IN DER APOLOGIE DER GESCHICHTSWISSENSCHAFT, SEINEM UNVOLLENDETEN LETZTEN WERK, GIBT MARC BLOCH EINEN ÜBERBLICK ZU THEORETISCHEN UND METHODISCHEN WERKZEUGEN EINES HISTORIKERS. ER VERTEIDIGT DIE GESCHICHTSWISSENSCHAFT UND ZEIGT AUF, INWIEFERN SICH DIE DENKWEISE DER HISTORIKER UND HISTORIKERINNEN VON DERJENIGEN ANDERER WISSENSCHAFTLER UNTERSCHEIDET. SEINE LEIDENSCHAFT ZUR GESCHICHTE, DIE IHN DAZU ANGETRIEBEN HAT, DIESES WERK UNTER SCHWIERIGSTEN UMSTÄNDEN ZU VERFASSEN, IST IN JEDER ZEILE SPÜRBAR.

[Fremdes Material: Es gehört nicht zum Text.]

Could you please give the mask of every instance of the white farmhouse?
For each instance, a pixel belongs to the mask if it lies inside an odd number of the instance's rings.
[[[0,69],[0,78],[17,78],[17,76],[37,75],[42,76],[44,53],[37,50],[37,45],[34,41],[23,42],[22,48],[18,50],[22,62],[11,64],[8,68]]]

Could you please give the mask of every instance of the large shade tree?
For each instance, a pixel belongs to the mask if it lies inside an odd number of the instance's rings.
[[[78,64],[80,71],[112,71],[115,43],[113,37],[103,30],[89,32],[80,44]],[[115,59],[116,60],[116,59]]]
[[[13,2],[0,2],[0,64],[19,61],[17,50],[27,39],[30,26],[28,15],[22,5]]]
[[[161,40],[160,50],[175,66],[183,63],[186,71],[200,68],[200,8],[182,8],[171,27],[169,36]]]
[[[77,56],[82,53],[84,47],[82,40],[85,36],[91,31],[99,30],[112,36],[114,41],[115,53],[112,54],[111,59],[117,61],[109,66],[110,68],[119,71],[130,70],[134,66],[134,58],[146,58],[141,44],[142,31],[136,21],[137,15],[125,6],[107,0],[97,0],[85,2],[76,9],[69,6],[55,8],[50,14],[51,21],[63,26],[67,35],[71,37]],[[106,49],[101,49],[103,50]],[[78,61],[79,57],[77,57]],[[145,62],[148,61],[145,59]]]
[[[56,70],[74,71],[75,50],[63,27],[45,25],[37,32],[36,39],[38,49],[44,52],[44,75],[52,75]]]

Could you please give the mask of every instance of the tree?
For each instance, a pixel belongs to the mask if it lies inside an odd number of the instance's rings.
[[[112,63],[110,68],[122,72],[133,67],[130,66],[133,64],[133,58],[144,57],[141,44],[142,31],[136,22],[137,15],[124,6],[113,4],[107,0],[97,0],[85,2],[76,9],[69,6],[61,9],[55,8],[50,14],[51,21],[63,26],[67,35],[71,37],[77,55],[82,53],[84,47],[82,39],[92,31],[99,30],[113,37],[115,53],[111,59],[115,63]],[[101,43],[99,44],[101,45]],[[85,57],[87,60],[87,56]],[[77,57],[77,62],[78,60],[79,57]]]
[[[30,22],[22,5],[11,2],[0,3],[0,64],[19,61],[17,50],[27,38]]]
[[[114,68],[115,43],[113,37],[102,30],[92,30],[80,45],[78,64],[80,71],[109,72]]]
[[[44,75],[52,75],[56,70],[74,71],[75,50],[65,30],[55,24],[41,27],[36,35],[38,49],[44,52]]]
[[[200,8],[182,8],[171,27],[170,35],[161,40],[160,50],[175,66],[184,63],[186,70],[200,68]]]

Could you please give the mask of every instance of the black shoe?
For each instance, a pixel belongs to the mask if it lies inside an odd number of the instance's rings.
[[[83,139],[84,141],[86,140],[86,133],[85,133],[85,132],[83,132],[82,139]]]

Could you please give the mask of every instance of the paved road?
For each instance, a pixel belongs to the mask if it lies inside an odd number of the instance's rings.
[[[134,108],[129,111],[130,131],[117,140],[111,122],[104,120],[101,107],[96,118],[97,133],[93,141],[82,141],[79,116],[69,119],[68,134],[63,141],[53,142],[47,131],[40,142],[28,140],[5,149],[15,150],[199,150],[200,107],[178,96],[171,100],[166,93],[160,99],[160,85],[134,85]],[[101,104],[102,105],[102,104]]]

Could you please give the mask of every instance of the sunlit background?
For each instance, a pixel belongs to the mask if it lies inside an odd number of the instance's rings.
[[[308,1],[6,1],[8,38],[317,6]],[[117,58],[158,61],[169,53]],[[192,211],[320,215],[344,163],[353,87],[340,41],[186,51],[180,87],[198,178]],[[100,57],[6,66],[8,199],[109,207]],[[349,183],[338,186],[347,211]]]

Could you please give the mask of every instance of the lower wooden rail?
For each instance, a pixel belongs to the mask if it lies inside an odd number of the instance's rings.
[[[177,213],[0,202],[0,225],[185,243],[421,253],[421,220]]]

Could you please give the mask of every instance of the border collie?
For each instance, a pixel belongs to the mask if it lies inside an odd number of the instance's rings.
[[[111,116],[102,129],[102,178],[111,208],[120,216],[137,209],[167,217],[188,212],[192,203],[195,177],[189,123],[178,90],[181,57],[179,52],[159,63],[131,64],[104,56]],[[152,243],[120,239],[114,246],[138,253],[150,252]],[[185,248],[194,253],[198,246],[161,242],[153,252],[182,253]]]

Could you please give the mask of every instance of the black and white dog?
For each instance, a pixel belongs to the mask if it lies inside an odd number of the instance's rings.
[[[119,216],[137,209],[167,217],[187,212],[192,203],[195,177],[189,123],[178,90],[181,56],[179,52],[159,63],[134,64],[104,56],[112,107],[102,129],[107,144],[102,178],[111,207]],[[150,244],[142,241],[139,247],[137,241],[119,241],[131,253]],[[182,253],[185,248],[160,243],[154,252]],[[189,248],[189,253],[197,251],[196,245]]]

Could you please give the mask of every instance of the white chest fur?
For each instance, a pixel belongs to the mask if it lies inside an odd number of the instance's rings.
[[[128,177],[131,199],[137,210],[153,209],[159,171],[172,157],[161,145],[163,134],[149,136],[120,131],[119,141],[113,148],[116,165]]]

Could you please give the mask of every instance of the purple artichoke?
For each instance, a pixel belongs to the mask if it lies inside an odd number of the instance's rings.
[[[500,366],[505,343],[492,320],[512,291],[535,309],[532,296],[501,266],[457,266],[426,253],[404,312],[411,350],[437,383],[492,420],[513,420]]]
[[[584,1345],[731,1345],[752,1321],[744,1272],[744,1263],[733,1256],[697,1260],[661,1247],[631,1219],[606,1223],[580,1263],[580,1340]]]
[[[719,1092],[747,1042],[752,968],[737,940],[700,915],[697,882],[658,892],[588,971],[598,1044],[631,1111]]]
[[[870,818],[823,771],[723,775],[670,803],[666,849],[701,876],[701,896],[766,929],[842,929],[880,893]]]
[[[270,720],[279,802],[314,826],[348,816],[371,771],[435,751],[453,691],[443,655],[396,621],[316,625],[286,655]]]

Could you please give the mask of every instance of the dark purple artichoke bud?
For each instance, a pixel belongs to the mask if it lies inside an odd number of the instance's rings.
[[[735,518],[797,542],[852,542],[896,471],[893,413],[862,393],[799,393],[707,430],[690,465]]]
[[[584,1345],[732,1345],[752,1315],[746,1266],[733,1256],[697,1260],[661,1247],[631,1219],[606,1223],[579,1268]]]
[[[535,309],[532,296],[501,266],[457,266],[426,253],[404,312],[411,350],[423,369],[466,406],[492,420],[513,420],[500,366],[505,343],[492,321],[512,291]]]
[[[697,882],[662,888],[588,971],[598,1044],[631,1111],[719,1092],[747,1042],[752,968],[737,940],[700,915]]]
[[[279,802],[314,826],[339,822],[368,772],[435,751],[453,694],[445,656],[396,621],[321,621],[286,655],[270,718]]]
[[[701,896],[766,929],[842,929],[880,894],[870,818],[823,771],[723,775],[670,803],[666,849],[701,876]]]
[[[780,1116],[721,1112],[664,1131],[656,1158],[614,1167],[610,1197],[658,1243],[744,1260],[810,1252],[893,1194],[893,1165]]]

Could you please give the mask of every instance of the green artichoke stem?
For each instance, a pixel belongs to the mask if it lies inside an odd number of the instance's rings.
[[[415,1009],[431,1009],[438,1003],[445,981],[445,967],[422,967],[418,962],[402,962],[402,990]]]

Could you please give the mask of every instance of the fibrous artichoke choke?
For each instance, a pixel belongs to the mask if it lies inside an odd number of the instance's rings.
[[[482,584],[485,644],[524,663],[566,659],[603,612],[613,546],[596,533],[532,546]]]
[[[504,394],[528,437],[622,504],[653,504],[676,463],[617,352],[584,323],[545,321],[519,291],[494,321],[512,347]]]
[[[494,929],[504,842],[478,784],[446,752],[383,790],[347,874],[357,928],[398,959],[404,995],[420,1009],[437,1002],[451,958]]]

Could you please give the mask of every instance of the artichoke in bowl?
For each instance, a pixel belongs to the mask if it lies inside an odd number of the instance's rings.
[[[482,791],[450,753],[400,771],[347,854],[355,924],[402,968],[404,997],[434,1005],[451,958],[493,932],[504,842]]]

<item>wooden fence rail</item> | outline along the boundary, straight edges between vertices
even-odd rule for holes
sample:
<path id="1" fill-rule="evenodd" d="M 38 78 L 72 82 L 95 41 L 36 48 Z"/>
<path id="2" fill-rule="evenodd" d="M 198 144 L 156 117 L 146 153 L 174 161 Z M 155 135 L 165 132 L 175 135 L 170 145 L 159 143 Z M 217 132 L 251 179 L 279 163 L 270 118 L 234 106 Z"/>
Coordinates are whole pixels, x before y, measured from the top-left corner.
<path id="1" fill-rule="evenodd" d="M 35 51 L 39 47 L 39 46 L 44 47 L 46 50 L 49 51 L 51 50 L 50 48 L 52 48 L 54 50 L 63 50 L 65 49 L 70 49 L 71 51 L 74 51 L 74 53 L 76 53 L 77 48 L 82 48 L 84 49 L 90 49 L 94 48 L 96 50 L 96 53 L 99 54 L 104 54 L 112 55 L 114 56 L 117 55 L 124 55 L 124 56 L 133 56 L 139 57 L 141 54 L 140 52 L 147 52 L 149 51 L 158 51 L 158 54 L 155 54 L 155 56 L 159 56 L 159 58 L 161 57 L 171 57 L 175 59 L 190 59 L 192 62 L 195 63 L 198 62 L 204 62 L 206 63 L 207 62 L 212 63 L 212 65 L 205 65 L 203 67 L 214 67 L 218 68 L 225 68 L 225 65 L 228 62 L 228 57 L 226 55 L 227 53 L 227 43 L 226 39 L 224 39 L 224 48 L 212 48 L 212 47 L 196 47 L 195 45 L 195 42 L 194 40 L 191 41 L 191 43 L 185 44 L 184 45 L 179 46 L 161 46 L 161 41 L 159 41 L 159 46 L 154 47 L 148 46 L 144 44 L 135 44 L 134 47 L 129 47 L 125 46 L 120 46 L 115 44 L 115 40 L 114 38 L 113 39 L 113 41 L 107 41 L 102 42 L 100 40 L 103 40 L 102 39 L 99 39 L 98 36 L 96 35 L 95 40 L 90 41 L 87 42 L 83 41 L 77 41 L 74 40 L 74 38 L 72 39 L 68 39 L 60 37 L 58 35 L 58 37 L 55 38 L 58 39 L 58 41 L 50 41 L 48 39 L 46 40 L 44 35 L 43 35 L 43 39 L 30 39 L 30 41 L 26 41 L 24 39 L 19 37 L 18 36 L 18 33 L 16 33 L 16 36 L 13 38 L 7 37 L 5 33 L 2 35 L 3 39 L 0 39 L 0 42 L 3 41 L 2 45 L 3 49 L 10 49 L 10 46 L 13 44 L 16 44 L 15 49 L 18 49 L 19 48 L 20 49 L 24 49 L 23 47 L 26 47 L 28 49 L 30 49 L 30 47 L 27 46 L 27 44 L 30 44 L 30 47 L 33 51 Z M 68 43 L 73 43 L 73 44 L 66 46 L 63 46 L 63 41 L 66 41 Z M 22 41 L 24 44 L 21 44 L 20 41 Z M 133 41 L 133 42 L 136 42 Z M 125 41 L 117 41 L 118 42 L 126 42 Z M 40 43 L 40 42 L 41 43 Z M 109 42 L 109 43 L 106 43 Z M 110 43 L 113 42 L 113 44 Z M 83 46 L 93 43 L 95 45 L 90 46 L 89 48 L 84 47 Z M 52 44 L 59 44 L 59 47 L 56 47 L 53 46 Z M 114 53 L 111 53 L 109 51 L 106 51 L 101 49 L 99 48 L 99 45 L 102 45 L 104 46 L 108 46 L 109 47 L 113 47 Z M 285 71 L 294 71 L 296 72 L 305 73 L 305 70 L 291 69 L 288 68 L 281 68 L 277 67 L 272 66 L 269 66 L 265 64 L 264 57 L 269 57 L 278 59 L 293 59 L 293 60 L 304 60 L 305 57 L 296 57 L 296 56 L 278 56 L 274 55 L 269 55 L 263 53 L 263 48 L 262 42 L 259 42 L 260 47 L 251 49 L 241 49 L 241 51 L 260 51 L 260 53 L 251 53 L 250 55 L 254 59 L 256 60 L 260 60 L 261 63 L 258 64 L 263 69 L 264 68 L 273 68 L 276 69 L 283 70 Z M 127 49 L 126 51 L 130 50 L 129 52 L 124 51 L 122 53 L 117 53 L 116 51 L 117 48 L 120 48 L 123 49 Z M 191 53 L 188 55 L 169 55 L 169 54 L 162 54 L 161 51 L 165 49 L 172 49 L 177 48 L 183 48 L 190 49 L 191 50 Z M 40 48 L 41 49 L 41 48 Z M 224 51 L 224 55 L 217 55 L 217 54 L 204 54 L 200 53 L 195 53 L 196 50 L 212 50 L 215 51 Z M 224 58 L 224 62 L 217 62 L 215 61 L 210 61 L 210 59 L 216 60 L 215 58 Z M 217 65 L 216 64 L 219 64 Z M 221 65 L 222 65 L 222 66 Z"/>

Die Zusammenarbeit der französischen Historiker March Bloch und Lucien Febvre sollte die Geschichtswissenschaft in ihren Grundfesten verändern. Angefangen hat sie jedoch im Kleinen, in den 1920er-Jahren an der Universität Strasbourg. Im Jahr 1929 gründeten die beiden Kollegen eine Zeitschrift, die den heute schon fast legendären Namen Annales d’histoire économique et sociale trug. Parallel dazu etablierte sich durch ihre Arbeit die Annales-Schule, die wichtige methodische und inhaltliche Neuerungen in die Geschichtsforschung brachte.Die Apologie der Geschichtswissenschaft oder Der Beruf des Historikers war das letztes Werk von Marc Bloch und ging nicht zuletzt aufgrund seiner Entstehungsbedingungen in die Geschichte ein. Es entstand zwischen 1941 und 1943 einzig basierend auf Blochs Erinnerungen und Gedanken – ohne Hilfsmittel, ohne Bibliothek und unter Lebensgefahr. Das Vichy-Regime zwang Marc Bloch aufgrund seiner jüdischen Wurzeln ab 1940 mehrmals dazu, die Stelle zu wechseln, und als Südfrankreich 1942 von den Nationalsozialisten besetzt wurde, tauchte Bloch ganz unter. Im Jahr 1944 wurde er als Résistance-Kämpfer von der Gestapo unter dem Kommando von Klaus Barbie erschossen. Übrig blieb seine unvollendete Apologie. Lucien Febvre, der nicht nur der Mitgründer der Zeitschrift und Kollege, sondern auch ein enger Freund Blochs war, veröffentlichte im Jahr 1949 eine erste Ausgabe des Manuskripts mit eigenen Kommentaren und Ergänzungen. Zum fünfzigjährigen Jubiläum des Buchs brachte Étienne Bloch, Marc Blochs ältester Sohn, eine weitere Ausgabe des Werks heraus, das auf neu gefundenen Schriftstücken basierte und auf Febvres Eingriffe verzichtete.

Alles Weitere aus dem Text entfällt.